You can send a test message from the OS platform CLI and verify the message has been consumed by the kafka queue. Here is a quick CentOS example, using the Kafkacat client tool mentioned in my previous post:
$ logger -t kafkatest Hello World
$ kafkacat -b localhost -C -o -1000 -e -t rsyslog-prod | fgrep kafkatest
2015-10-29T09:55:00.809297-07:00 kafka1.example.com kafkatest: Hello World
Unfortunately, rsyslog versions 8.9, 8.11, 8.12, and even 8.13 have been unstable in our environment. We have also seen log files that do not follow the correct rotation strategy. This has caused us to implement a “restart rsyslog every night” workaround, which we hope to fix at some point.
We maintain a private set of patches against 8.12 that seem to improve the stability of rsyslog in production and we are actively monitoring if serious bugs are being pulled by the upstream maintainers. We also submit patches as we can to improve the stability of the code. The developers are very receptive to bug fixes and pull requests, so we are hopeful that these issues can be ironed out in the future.

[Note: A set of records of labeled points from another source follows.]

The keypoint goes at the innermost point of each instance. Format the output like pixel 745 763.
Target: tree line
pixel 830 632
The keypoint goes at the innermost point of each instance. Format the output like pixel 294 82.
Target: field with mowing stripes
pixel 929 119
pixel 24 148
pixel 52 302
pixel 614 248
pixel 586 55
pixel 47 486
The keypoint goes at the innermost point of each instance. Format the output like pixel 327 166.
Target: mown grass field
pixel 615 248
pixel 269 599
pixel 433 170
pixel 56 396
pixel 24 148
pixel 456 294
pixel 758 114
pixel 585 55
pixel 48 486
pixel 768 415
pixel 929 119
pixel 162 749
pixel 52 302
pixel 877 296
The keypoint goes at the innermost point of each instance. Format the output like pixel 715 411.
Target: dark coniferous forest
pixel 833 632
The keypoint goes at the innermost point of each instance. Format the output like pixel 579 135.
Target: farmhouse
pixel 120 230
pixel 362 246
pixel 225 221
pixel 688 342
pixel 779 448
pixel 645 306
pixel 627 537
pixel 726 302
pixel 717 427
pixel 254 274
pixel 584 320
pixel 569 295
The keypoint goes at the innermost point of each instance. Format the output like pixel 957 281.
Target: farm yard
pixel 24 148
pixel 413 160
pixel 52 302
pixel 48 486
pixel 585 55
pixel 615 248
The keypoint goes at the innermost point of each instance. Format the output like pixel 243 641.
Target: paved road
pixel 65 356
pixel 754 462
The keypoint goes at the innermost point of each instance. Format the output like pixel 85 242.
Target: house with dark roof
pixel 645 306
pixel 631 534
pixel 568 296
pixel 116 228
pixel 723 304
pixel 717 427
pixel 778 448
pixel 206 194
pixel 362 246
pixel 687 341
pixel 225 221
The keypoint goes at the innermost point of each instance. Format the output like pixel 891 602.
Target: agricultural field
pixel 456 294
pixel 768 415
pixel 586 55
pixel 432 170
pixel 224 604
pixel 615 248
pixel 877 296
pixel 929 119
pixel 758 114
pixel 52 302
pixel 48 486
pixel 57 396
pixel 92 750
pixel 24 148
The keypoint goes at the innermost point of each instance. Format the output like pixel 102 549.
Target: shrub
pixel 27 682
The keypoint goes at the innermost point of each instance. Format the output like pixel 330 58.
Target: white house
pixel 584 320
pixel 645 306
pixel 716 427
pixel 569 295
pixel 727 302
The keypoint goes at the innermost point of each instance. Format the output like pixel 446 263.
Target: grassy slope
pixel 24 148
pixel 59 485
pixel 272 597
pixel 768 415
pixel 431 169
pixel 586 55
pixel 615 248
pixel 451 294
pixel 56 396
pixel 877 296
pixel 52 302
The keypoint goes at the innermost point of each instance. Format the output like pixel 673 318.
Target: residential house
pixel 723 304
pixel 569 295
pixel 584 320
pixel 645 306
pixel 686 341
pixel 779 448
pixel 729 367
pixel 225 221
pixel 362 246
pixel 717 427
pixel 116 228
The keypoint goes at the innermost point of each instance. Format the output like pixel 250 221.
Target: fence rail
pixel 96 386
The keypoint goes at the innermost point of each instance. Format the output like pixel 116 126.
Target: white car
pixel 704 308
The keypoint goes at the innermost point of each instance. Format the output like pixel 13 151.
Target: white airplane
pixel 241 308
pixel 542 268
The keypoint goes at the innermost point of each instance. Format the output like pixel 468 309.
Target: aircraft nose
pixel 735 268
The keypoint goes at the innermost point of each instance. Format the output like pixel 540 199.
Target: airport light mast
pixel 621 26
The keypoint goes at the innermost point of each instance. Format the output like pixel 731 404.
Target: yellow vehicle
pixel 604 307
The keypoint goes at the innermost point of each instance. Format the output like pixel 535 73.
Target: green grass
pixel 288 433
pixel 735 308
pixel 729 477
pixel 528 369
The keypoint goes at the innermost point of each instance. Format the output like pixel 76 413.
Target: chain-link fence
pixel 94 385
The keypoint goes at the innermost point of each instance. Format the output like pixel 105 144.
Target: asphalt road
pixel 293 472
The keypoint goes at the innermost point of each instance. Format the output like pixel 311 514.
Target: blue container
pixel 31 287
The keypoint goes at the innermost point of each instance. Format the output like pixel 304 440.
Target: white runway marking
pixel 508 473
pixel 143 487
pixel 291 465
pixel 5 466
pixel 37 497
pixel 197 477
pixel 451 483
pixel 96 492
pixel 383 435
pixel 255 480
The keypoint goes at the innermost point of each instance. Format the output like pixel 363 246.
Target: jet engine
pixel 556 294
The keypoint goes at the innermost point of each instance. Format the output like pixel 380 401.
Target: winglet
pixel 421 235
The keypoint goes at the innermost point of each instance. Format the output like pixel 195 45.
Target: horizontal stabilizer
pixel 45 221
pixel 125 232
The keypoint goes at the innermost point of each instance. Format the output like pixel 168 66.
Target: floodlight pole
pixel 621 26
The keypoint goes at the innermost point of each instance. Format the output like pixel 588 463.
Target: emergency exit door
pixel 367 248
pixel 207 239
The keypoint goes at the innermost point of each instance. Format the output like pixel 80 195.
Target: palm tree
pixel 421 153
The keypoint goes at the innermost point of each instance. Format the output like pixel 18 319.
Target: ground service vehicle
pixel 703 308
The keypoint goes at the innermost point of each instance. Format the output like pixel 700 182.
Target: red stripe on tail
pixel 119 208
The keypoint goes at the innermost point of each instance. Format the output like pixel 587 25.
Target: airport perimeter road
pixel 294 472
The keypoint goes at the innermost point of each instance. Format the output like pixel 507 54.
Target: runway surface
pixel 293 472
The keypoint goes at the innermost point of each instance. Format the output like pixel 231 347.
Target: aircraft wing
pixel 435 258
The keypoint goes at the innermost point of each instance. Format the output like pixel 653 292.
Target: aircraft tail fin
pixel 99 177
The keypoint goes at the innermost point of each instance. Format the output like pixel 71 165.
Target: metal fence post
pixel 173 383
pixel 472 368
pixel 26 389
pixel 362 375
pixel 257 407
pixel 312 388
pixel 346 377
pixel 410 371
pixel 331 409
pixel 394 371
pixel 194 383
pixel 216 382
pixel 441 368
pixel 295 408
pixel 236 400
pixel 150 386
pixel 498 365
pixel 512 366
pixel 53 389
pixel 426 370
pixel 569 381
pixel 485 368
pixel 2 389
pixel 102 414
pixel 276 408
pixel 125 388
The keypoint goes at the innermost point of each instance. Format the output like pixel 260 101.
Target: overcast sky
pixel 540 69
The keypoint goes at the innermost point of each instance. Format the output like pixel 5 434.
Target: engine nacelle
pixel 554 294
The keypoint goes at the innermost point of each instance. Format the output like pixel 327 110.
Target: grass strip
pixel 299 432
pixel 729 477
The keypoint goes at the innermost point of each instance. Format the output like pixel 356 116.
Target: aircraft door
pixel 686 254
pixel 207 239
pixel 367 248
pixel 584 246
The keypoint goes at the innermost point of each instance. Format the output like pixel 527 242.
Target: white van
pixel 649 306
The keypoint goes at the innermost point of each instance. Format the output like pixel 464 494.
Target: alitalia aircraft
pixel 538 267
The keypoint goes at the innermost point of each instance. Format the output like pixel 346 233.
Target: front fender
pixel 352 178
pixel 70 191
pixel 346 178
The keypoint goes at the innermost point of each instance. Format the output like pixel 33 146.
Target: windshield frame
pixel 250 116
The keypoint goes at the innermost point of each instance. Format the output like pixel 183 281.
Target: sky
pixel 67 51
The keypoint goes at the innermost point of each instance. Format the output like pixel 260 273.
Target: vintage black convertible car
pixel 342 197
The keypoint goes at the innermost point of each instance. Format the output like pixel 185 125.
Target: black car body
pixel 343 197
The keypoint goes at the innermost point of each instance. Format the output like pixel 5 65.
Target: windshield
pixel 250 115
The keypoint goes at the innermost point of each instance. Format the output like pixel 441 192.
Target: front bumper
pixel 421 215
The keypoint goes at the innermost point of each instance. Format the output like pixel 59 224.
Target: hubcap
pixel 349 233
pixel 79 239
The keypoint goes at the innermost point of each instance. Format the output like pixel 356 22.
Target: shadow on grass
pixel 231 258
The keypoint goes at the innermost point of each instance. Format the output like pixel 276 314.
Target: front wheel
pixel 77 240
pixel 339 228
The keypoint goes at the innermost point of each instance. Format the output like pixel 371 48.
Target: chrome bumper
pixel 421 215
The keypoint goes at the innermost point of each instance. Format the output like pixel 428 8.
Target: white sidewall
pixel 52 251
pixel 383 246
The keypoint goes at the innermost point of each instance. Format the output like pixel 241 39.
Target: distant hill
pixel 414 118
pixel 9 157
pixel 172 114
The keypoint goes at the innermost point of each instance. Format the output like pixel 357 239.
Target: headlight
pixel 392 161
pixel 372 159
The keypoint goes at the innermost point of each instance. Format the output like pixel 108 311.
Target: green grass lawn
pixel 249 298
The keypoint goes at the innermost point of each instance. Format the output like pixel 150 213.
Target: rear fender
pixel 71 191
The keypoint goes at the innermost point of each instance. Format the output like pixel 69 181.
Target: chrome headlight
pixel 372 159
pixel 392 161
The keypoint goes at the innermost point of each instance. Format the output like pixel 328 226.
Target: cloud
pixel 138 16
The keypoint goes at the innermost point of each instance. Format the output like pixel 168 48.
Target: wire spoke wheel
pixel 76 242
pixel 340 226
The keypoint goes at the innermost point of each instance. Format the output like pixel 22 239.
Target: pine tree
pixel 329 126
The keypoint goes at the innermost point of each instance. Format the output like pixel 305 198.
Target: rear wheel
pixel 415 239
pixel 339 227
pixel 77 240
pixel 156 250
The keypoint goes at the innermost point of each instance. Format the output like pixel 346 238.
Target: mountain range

As I’ve said before, rsyslog is fast. Kafka is also very fast. As a test, we generated several loads to stress rsyslog and measure the insertion rate into the kafka queue. We setup a single virtual machine generating rsyslog messages into kafka cluster consisting of five virtual machines and only five partitions for testing purposes. Using this test setup we were able to send and consume 100,000 messages per second. We were able to process these messages downstream using logstash on the order of 9,000 messages per second. Here is a graph of some of our early end-to-end (rsyslog-to-Elasticsearch) tests:
The first cluster of data on the left was a batch of 100,000 messages processed serially by partition. The second spike on the right shows how we paralellised over all five partitions.
Our current production load consists of only three physical nodes processing approximately 10,000 messages per second. We consume nearly 300GB of disk space per day just in log messages. We retain approximately 1 week of log messages in the kafka queues. As you can see, our regular production load is well within the specifications of our initial testing and we can scale up as our business needs increase. We are constantly adding new applications, more logs, and more variety of logs to our infrastructure.

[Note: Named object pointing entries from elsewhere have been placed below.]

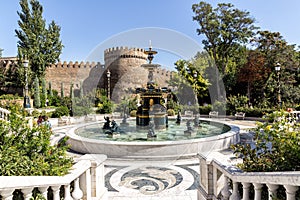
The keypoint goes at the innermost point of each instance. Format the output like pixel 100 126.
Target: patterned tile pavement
pixel 136 180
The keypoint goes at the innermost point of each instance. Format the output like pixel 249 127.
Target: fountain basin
pixel 151 149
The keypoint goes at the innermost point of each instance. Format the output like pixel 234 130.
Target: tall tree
pixel 225 29
pixel 253 72
pixel 276 50
pixel 194 76
pixel 37 99
pixel 41 45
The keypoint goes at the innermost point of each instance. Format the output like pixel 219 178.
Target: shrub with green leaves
pixel 171 112
pixel 60 111
pixel 26 151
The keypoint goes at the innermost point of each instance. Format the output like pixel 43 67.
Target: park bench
pixel 64 120
pixel 188 113
pixel 239 115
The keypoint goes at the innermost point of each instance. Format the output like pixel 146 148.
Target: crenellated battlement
pixel 164 72
pixel 76 64
pixel 115 53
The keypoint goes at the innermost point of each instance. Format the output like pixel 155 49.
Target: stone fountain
pixel 153 99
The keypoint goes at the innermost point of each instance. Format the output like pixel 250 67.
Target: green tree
pixel 225 29
pixel 50 90
pixel 276 146
pixel 37 99
pixel 44 92
pixel 62 92
pixel 276 50
pixel 194 76
pixel 39 44
pixel 26 151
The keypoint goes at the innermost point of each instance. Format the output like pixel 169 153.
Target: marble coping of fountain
pixel 152 149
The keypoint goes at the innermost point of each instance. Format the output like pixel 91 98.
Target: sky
pixel 88 27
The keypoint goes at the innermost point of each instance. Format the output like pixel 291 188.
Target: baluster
pixel 246 187
pixel 77 192
pixel 27 193
pixel 257 191
pixel 55 190
pixel 44 191
pixel 67 192
pixel 290 191
pixel 225 191
pixel 272 190
pixel 235 192
pixel 7 194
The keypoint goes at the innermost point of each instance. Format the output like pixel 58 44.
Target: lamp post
pixel 26 97
pixel 108 83
pixel 277 69
pixel 195 89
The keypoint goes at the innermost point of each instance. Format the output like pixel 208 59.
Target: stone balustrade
pixel 86 178
pixel 4 114
pixel 219 181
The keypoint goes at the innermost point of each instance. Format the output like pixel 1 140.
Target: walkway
pixel 174 179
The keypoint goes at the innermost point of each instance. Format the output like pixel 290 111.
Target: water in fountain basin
pixel 174 132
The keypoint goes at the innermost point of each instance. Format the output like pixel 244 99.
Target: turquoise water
pixel 174 132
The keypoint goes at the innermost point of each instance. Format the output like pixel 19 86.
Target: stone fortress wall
pixel 124 64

I am confident we can keep up with this growth and support quite heavy loads in this scenario.
If you are as exhausted as I am at this point, that is a good thing. Without a doubt, the kafka project has been challenging, exciting, and difficult. I am hopeful that this series is helpful and makes it easier for getting a wider rollout of Kafka message queues and implementing them in high volume production environments.